Bob-Ten froze. He had to be careful here. She was still an evil-genius. Still able to work on parallel tracks.
“I know it’s ironic,” Mentissa said. She kept her voice neutral. “But the Little thought about it too, something about tidal forces, and the religious symbolism of bridges. You said yourself that considering the Optonians have flying ships they sure spend a lot of effort protecting those bridges.”
“Mentissa, you know I can’t believe you.”
“Then you can believe them,” Mentissa said. Her eyes did not leave his.
“I captured you on a bridge,” Bob-Ten said. His voice echoed off the school basement walls. “My brother and I stopped you from destroying it. Did you think I forgot? Bridges is your thing.”
“Everybody has a thing,” Mentissa said. “With so many heroes crammed into one city, everybody has to have a thing. Otherwise you’d never get any press, never get a power base. You will never amount to anything unless you have a calling card that people can identify with.”
“I won’t destroy them,” Bob-Ten said. “People need them still. Humans use them.”
“Then sit and wait while the hero does the work,” Mentissa said. She reached for the needle, and lay down on the futon pad.
Bob-Ten stared at the ground. “I’ll look into it,” he said finally. “But I’m not destroying anything.”
“It’s the only way to find out,” Mentissa said.
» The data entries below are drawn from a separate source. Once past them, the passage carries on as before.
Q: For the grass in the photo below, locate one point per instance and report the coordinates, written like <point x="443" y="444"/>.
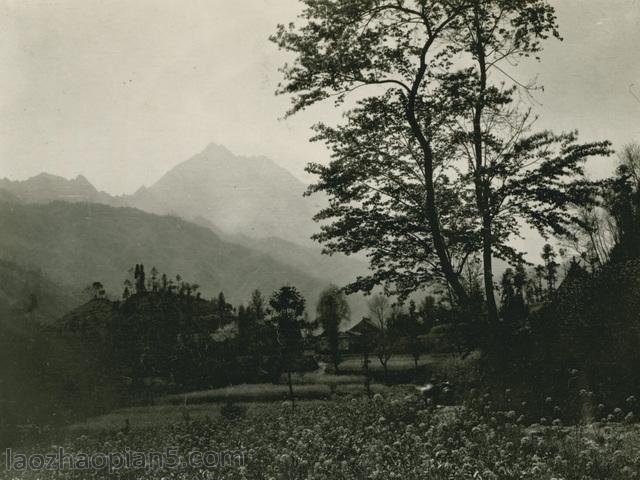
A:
<point x="393" y="436"/>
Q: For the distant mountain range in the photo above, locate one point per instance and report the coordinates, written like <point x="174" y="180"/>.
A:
<point x="258" y="228"/>
<point x="44" y="188"/>
<point x="28" y="295"/>
<point x="79" y="243"/>
<point x="250" y="196"/>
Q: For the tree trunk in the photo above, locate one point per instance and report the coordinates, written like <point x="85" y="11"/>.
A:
<point x="291" y="397"/>
<point x="367" y="377"/>
<point x="482" y="185"/>
<point x="487" y="260"/>
<point x="432" y="213"/>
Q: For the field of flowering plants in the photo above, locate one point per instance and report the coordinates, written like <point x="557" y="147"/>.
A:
<point x="395" y="436"/>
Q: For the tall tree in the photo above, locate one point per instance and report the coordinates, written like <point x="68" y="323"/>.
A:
<point x="287" y="310"/>
<point x="332" y="311"/>
<point x="437" y="164"/>
<point x="624" y="204"/>
<point x="385" y="159"/>
<point x="550" y="268"/>
<point x="515" y="176"/>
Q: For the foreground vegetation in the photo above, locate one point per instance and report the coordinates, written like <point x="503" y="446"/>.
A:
<point x="396" y="436"/>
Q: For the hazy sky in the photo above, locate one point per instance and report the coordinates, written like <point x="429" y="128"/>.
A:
<point x="122" y="90"/>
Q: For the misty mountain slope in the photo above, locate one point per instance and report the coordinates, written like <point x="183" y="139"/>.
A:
<point x="44" y="188"/>
<point x="27" y="294"/>
<point x="247" y="195"/>
<point x="78" y="243"/>
<point x="337" y="268"/>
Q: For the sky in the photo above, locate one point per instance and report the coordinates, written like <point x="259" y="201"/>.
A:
<point x="121" y="91"/>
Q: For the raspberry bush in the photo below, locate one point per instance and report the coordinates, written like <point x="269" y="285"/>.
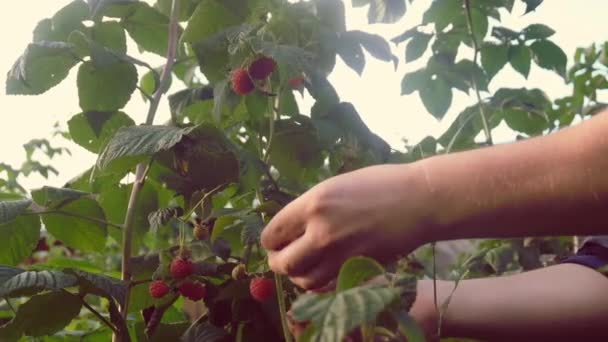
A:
<point x="159" y="240"/>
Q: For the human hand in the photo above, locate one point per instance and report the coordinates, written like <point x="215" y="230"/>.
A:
<point x="379" y="211"/>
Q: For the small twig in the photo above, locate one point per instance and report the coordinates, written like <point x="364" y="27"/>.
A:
<point x="195" y="323"/>
<point x="200" y="202"/>
<point x="143" y="92"/>
<point x="142" y="169"/>
<point x="278" y="279"/>
<point x="10" y="305"/>
<point x="434" y="276"/>
<point x="98" y="315"/>
<point x="271" y="128"/>
<point x="92" y="219"/>
<point x="165" y="76"/>
<point x="484" y="120"/>
<point x="139" y="282"/>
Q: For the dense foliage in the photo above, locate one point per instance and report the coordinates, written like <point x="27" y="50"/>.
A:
<point x="171" y="214"/>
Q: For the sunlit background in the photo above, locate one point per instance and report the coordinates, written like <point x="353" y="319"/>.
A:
<point x="375" y="94"/>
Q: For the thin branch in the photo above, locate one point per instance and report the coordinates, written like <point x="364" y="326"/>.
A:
<point x="142" y="168"/>
<point x="139" y="282"/>
<point x="196" y="322"/>
<point x="200" y="203"/>
<point x="10" y="305"/>
<point x="143" y="92"/>
<point x="278" y="279"/>
<point x="165" y="76"/>
<point x="271" y="127"/>
<point x="484" y="120"/>
<point x="88" y="218"/>
<point x="98" y="315"/>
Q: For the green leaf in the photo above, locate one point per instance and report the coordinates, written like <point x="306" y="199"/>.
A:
<point x="100" y="285"/>
<point x="374" y="44"/>
<point x="504" y="34"/>
<point x="205" y="332"/>
<point x="9" y="210"/>
<point x="443" y="13"/>
<point x="349" y="49"/>
<point x="93" y="130"/>
<point x="494" y="57"/>
<point x="77" y="232"/>
<point x="385" y="11"/>
<point x="55" y="197"/>
<point x="252" y="229"/>
<point x="287" y="103"/>
<point x="537" y="31"/>
<point x="29" y="282"/>
<point x="150" y="82"/>
<point x="524" y="121"/>
<point x="531" y="5"/>
<point x="548" y="55"/>
<point x="417" y="46"/>
<point x="110" y="35"/>
<point x="42" y="66"/>
<point x="186" y="8"/>
<point x="331" y="14"/>
<point x="19" y="234"/>
<point x="335" y="315"/>
<point x="480" y="24"/>
<point x="470" y="72"/>
<point x="149" y="28"/>
<point x="356" y="271"/>
<point x="436" y="96"/>
<point x="408" y="34"/>
<point x="164" y="332"/>
<point x="7" y="272"/>
<point x="408" y="327"/>
<point x="131" y="144"/>
<point x="115" y="201"/>
<point x="414" y="81"/>
<point x="105" y="89"/>
<point x="519" y="57"/>
<point x="186" y="167"/>
<point x="33" y="319"/>
<point x="66" y="20"/>
<point x="209" y="18"/>
<point x="295" y="149"/>
<point x="225" y="100"/>
<point x="107" y="7"/>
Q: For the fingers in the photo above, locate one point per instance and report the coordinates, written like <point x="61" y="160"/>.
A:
<point x="319" y="276"/>
<point x="286" y="226"/>
<point x="296" y="258"/>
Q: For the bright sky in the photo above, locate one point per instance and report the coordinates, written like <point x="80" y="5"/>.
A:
<point x="376" y="94"/>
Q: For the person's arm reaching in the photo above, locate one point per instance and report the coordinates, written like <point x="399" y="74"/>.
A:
<point x="551" y="185"/>
<point x="566" y="302"/>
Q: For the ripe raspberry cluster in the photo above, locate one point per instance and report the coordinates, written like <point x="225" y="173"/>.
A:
<point x="243" y="79"/>
<point x="181" y="269"/>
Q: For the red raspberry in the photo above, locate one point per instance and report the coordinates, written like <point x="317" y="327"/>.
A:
<point x="261" y="289"/>
<point x="241" y="82"/>
<point x="181" y="268"/>
<point x="261" y="68"/>
<point x="239" y="272"/>
<point x="158" y="289"/>
<point x="193" y="291"/>
<point x="296" y="82"/>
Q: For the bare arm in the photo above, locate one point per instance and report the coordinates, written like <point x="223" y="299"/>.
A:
<point x="566" y="302"/>
<point x="551" y="185"/>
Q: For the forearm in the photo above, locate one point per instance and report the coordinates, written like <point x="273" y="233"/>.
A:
<point x="551" y="185"/>
<point x="564" y="302"/>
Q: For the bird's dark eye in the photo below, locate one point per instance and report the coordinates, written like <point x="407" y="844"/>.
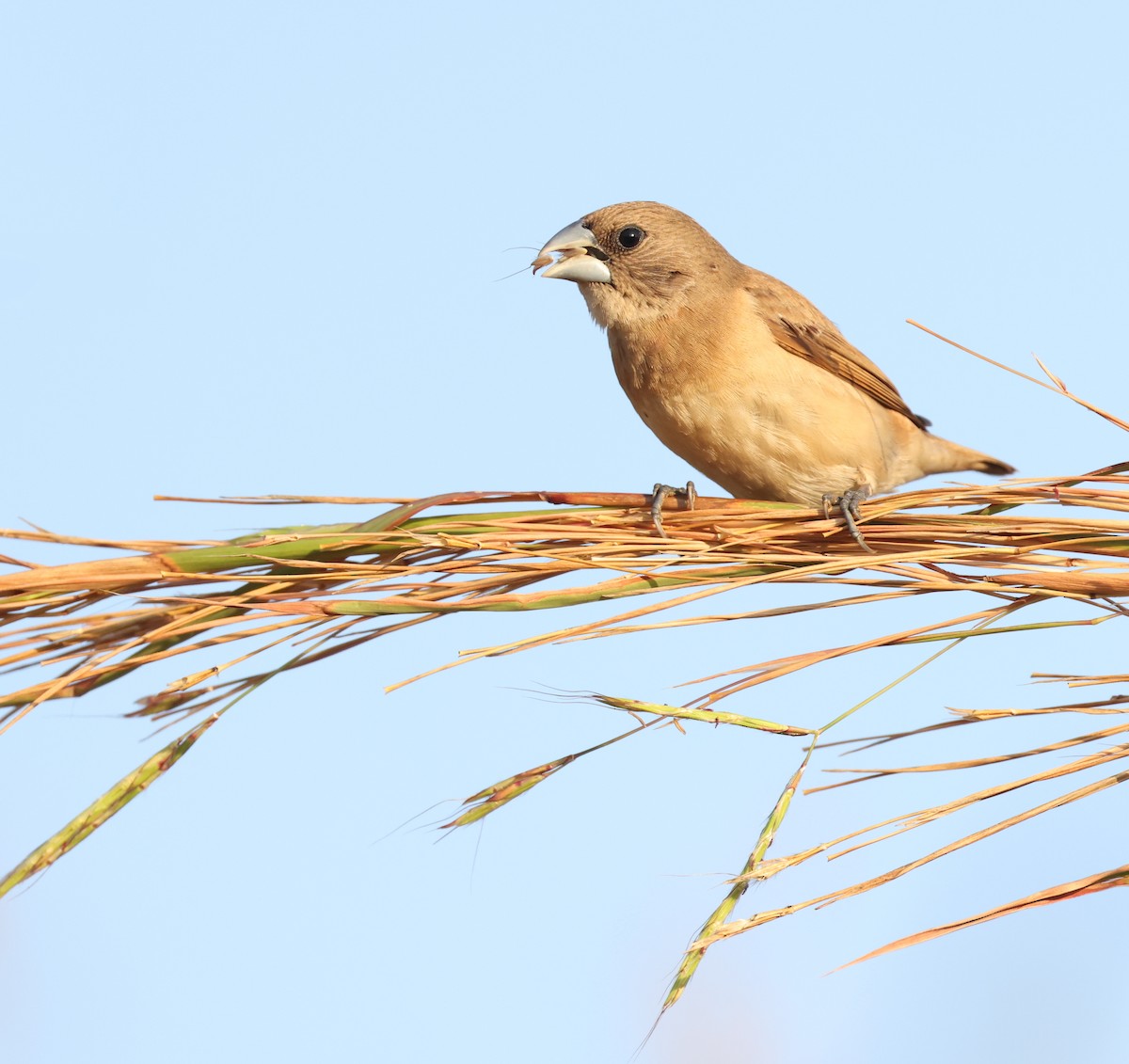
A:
<point x="630" y="236"/>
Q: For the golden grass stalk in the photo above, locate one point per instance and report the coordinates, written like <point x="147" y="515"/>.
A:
<point x="1004" y="550"/>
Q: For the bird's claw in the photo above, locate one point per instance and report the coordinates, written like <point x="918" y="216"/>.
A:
<point x="847" y="504"/>
<point x="661" y="493"/>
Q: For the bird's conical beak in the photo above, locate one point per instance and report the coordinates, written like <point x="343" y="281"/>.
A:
<point x="579" y="257"/>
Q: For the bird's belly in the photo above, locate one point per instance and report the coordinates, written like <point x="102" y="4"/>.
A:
<point x="766" y="443"/>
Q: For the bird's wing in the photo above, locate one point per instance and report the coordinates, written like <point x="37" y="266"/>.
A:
<point x="801" y="328"/>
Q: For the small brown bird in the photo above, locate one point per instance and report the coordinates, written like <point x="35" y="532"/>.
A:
<point x="738" y="373"/>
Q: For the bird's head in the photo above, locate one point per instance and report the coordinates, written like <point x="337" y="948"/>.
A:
<point x="633" y="261"/>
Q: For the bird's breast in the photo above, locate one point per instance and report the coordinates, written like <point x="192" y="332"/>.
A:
<point x="755" y="418"/>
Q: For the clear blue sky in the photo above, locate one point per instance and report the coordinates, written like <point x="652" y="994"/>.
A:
<point x="257" y="247"/>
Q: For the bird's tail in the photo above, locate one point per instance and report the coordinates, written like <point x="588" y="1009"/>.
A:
<point x="944" y="456"/>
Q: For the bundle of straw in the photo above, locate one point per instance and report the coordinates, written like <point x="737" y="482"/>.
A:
<point x="328" y="589"/>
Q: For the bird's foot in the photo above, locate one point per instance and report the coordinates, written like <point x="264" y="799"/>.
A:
<point x="847" y="504"/>
<point x="661" y="493"/>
Bob-Ten did not see the cold smile on her lips as he walked out of the room.
#
Bob-Ten leaned against the spalling concrete wall, and swung the binoculars to his eyes. The Lago City Memorial Bridge had been crawling with Optonians, but what he was seeing now made no sense. Even this small bridge spanning the canal near the steelyards in Industrial Valley had heavy protection: Ten Armored Wheelers, and a legion or more of Optonians guards, Waifs by the looks of the soft glow they gave off when gathered in formation. And there in the center of the bridge was the same nest of wires, thick as his arm, all leading to a low-slung rectangular machine that flashed its red warning light every few seconds. Blinkity-blink. Blinkity-blink.
The first rule of being a superhero, even a lower-rung hero like Bob-Ten, is that if your enemy wants it protected, you go after it. You might not get to it, but you’ll shake them up, delay their plans. That’s a tactical victory at least. Anything that blinks is usually a good target for smashing. And that light was like a siren’s song for Bob-Ten.
Blinkity-Blink. But Bob-Ten had the strength of six men, not six-thousand. That legion of guards would stop him, even if he could get past the long range guns of the Armored Wheelers.
Bob-Ten stood up, thinking one of his patented mad-rushes was called for here. A determined gait, a wild look in his eye, and a dozen minutes of extreme violence; that was Bob-Ten’s calling card. But something stopped his usual approach. He dropped the binoculars from his eyes, and slid back behind the cover of the concrete wall.